I recently realized something about meditating, which hadn’t clicked for me before.
I already had a vague understanding that the mind and the body are connected and that science backs that up. I knew that there was some kind of biological justification for why we bring attention to both our mind and our body when we meditate. But I recently read a passage from Tara Brach’s book True Refuge, which helped make this connection clearer to me.
I thought it might be worth passing this along, because, after finding out about this connection, I’ve started to place more emphasis on the physical sensations that arise when I meditate. And after I started doing that, my experience of meditation has felt even more therapeutic than it did before.
The connection I’m going to describe may already be obvious to some people, but I think it might be a new idea to others who, like me, hadn’t already made this connection.
So, here’s the idea –
When we meditate, we aspire to include an integrated awareness of both our mind and our body.
The scientific justification for why we do that seems to be rooted in the idea that neurons that fire together, wire together1.
Tara Brach quotes this idea in True Refuge and goes on to explain that,
“If we are unaware of the anxiety in our bodies, we will identify with the felt sense of endangerment or craving, which will generate a new cycle of obsessive thinking.”
So, when we meditate, if we don’t bring awareness to the physical aspect of our experience in addition to the mental aspect of our experience, we risk getting pulled back into a cycle of obsessive thinking. This is because of how our neural circuitry works – because neurons that fire together wire together.
When we meditate, part of what we’re trying to do is to bring awareness to the full scope of our present moment experience and then to allow our experience to be just as it is, without fighting against it. When we’re able to sit with our full experience without aversion to any aspect of it, our experience starts to feel less overwhelming. We begin to feel more balanced and we get back some agency — it starts to feel more possible to choose how to respond to what’s happening in our life.

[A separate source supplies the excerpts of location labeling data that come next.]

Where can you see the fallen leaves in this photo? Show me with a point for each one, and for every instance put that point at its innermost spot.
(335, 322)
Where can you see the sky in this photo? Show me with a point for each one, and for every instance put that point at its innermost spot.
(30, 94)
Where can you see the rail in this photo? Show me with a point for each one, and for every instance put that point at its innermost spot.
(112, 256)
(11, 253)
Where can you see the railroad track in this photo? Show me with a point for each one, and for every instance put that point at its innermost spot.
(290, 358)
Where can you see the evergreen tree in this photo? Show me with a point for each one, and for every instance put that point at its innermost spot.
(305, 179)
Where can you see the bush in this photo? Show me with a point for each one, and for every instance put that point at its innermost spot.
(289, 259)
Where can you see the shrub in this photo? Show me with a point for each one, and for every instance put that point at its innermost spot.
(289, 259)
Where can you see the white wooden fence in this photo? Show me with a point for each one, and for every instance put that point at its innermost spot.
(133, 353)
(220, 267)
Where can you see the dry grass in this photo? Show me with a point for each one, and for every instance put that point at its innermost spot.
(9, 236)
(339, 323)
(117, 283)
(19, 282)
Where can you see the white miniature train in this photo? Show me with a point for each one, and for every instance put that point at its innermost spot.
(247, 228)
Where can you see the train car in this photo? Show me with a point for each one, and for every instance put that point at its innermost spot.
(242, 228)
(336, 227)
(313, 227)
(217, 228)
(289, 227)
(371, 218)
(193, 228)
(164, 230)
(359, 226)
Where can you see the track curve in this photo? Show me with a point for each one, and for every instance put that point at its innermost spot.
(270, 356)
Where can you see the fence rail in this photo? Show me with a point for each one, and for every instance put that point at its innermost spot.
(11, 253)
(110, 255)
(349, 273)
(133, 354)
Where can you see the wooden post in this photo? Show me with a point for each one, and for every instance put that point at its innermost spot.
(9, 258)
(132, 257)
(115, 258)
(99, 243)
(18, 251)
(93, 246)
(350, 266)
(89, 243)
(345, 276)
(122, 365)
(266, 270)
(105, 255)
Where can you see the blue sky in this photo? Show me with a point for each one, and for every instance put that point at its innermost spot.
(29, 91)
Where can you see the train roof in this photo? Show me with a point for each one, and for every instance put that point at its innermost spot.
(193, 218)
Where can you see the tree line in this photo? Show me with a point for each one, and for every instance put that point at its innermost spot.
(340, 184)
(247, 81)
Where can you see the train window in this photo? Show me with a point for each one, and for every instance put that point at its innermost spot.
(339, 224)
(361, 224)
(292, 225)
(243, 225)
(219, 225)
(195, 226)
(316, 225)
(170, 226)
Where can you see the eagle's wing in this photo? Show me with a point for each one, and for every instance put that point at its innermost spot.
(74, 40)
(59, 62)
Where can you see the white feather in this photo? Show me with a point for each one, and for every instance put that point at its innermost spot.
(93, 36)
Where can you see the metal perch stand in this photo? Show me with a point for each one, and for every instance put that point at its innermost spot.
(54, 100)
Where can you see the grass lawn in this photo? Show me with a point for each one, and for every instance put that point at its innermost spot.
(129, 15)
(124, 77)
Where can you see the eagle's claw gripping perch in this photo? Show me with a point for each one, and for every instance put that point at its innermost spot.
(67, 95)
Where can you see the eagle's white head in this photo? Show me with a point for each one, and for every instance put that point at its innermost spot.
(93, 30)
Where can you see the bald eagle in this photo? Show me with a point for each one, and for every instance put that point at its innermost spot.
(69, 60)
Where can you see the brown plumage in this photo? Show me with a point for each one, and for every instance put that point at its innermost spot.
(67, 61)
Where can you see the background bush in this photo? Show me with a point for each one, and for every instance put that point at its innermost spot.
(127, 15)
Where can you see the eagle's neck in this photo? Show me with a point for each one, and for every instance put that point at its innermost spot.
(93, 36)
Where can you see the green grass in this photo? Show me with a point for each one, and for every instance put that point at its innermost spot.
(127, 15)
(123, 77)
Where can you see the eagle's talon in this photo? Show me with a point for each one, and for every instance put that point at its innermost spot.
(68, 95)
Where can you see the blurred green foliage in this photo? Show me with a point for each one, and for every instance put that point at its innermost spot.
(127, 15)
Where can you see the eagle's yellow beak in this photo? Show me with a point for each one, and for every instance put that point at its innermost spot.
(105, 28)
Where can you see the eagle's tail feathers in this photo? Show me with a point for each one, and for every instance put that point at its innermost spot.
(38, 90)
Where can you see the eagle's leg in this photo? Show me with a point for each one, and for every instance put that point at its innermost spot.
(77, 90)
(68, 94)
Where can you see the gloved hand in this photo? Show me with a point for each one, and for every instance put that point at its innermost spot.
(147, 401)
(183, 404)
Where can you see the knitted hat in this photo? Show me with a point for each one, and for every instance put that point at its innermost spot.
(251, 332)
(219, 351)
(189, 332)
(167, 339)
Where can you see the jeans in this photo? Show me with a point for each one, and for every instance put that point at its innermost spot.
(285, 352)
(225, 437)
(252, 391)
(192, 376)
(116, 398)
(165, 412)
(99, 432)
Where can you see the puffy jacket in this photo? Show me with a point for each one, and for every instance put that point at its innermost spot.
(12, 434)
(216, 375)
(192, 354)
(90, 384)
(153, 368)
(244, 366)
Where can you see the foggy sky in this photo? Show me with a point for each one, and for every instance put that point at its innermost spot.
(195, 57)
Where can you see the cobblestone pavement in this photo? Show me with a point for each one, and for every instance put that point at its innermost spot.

But, if we just focus on bringing awareness to our thoughts and emotions and neglect to bring awareness to the physical sensations in our body, we risk instinctually fighting against the physical aspect of our experience. If we’re accepting our thoughts and emotions, and allowing them, while still tensing against what’s arising in our body, our neural circuity is still being sent signals about the tension in our body. If we leave that tension in our body unexamined, we risk having a new wave of painful thoughts and emotions that get triggered by the neural circuitry that’s associated with our unexamined physical tension.
So, if this idea is true, then when we’re fighting against any part of our present moment experience, or even when we’re simply unaware of some part of our present experience, we can end up being pulled back into the grip of a painful mental loop. We can get stuck in a trance of suffering.
Therefore, when we meditate, we should aspire towards an integrated awareness. We should intentionally notice what’s arising in both our mind and our body. We know that we’re supposed to do this – almost all guided meditations encourage us to do so – but this explanation for why we do this, can help us remember that a simultaneous awareness of both our mental and our physical experience is crucial to the therapeutic aspect of meditation.
When we bring awareness to the full scope of our experiences, meditation becomes a more effective coping tool.
- The Canadian psychologist Donald Hebb popularized this idea in the 1950s. It’s been elaborated on in the scientific literature in the decades since.